Is it bad practice to store metadata information in file names? Better solutions?

I have noticed where I work people are keen on storing information in file names, and parsing the file names.

To me this doesn’t seem to be especially good practice. I already see the occasional issues with scripts globbing for a file, and getting the wrong one because another file matches first.We are also discussing how to get around problems with separators for the fields.

Is it considered bad practice or not?

What are other accepted solutions for retrieving files from a file system based on some type of metadata?

Yes I think it’s bad practice. It is subject to all sorts of problems – for example length limits, encoding issues and conflicts due to duplicate data.

Better is to use a “master file” (sometimes called manifest or index) that contains metadata and paths to the files. Or something similar in a database, register or whatnot. Or to put the meta data inside the actual files, at the top level of some datastructure contained in the file in for example JSON or XML.

This is somewhat analogous to the concept of putting information, or namespacing keys in key-value stores. I think this is ok as long as you use it only to namespace and do quick lookups – the key components are not there to provide parsable information. If you need that information, duplicate it into the value (file in the above case).

First, metadata is a blurry concept.

That said, many cases of metadata in files already exist:

version numbers of libraries
date and time of images, or at least sequence index
file type, which triggers what application should open the file
name of your home directory, which must be your session username

Nevertheless, that short list is not an argument in favor of the practice.

Alternatives are:

handle metadata in the FS level, like Apple old HFS for instance
put metadata in the file itself, like Exif for images or ID3 for sounds
put metadata in another file or in a database, like most media managers.

It sounds like you need a database.

There are lots of security issues with putting user data in file names. Let’s say that you have a file for each user (“username.txt”). What happens what someone registers the username “../../../../etc/passwd” depends on how you are filtering user input.

Database frameworks will sometimes assist you with sanitizing user input.

First, let us agree what a file is.

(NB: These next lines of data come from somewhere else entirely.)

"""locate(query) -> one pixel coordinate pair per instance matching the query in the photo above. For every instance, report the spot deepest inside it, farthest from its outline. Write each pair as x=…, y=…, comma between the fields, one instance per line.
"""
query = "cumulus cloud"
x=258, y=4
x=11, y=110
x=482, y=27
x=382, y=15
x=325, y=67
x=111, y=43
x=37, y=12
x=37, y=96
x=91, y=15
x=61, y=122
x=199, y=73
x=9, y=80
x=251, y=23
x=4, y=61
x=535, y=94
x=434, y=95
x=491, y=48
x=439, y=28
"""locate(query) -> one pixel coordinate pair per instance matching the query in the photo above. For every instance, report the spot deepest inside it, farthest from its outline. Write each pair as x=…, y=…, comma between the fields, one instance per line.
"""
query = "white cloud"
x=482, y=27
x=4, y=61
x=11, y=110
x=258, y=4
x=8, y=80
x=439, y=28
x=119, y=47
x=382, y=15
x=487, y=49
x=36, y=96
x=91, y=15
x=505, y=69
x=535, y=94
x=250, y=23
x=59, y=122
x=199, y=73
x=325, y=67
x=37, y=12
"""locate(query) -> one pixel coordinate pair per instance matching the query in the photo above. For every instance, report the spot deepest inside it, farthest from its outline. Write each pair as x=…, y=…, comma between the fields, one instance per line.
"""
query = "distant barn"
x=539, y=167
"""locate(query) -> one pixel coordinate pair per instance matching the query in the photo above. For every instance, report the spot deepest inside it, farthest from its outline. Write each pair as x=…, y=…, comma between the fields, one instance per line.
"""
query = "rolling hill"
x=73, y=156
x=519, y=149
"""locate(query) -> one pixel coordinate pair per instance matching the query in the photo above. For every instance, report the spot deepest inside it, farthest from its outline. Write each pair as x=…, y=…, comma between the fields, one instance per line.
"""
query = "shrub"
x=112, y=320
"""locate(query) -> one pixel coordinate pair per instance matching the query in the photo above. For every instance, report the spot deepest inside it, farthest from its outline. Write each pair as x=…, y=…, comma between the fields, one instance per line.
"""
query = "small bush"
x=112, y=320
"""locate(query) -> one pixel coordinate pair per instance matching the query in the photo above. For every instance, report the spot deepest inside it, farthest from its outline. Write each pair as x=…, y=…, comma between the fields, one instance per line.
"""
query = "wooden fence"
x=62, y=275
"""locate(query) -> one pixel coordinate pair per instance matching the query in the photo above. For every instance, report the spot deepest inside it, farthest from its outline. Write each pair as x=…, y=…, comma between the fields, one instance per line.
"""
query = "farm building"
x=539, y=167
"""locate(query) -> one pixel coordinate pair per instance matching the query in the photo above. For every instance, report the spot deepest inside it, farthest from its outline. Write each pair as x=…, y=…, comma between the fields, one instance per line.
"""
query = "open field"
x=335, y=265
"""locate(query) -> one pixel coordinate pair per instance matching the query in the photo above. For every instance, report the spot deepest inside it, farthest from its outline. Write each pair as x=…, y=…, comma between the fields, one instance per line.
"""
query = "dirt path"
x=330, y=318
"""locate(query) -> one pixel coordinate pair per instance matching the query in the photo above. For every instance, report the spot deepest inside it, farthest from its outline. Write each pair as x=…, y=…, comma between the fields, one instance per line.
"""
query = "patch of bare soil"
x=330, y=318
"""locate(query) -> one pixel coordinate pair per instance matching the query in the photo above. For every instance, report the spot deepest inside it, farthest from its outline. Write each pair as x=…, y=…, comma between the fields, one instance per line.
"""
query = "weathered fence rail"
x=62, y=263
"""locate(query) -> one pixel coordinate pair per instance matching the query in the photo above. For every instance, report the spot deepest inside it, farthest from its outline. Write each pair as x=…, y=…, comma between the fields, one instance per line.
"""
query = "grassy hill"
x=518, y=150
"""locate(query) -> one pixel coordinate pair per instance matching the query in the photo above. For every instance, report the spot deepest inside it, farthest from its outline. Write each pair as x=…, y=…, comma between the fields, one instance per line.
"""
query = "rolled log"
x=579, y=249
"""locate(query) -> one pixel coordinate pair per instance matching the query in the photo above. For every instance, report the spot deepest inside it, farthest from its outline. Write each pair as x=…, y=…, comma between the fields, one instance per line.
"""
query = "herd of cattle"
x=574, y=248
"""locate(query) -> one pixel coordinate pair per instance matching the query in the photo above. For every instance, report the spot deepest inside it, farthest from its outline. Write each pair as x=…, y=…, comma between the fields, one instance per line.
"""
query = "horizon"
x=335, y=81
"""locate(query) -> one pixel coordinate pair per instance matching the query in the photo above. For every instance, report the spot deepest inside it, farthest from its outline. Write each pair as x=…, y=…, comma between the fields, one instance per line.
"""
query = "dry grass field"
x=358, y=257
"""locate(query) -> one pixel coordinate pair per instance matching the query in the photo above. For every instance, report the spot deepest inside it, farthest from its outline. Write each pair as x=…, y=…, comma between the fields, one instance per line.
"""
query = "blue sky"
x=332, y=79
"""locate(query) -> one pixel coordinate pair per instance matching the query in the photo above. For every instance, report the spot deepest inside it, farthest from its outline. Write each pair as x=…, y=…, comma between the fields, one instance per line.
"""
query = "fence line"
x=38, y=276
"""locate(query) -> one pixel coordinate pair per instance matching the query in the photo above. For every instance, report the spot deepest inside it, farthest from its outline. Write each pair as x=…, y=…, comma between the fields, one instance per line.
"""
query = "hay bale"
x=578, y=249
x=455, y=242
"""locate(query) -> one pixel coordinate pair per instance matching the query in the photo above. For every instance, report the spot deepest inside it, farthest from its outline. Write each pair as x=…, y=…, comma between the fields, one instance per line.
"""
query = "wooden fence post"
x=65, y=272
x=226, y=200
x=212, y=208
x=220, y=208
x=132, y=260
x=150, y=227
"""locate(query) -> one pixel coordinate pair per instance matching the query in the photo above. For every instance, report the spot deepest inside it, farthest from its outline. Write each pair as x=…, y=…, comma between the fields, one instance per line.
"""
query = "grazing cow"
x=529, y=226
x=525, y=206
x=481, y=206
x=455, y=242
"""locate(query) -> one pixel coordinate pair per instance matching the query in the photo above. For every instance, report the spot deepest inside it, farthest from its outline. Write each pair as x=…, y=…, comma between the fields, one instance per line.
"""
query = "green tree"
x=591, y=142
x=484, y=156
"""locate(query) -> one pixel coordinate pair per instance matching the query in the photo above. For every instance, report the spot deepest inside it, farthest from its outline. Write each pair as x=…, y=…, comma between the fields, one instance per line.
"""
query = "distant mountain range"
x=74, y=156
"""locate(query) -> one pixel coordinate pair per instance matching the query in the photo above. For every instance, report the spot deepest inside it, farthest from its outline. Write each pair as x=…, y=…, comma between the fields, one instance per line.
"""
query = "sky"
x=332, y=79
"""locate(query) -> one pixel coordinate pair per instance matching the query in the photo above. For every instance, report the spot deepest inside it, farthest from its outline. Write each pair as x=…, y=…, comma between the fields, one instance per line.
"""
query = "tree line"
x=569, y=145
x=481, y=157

A file is a packaged data with a name that can be transmitted, received, created and deleted with (very close to) atomic operations.

Many file systems (Mac OS, and more recent Linux file systems) implement “forks”, often used to store resources and metadata. This approach to storing metadata was problematic in that traditional network transfer methods, backup and restore methods and file copying methods were inconsistent, especially when the source and destination file systems understood file forks differently.

The file name is used to hold metadata because a) it is always there, b) metadata has always been present in the file name (at least in the use of file extensions), and c) the file name undergoes very little translation when moving between systems (case distinctions, character set limitations, character limitations aside).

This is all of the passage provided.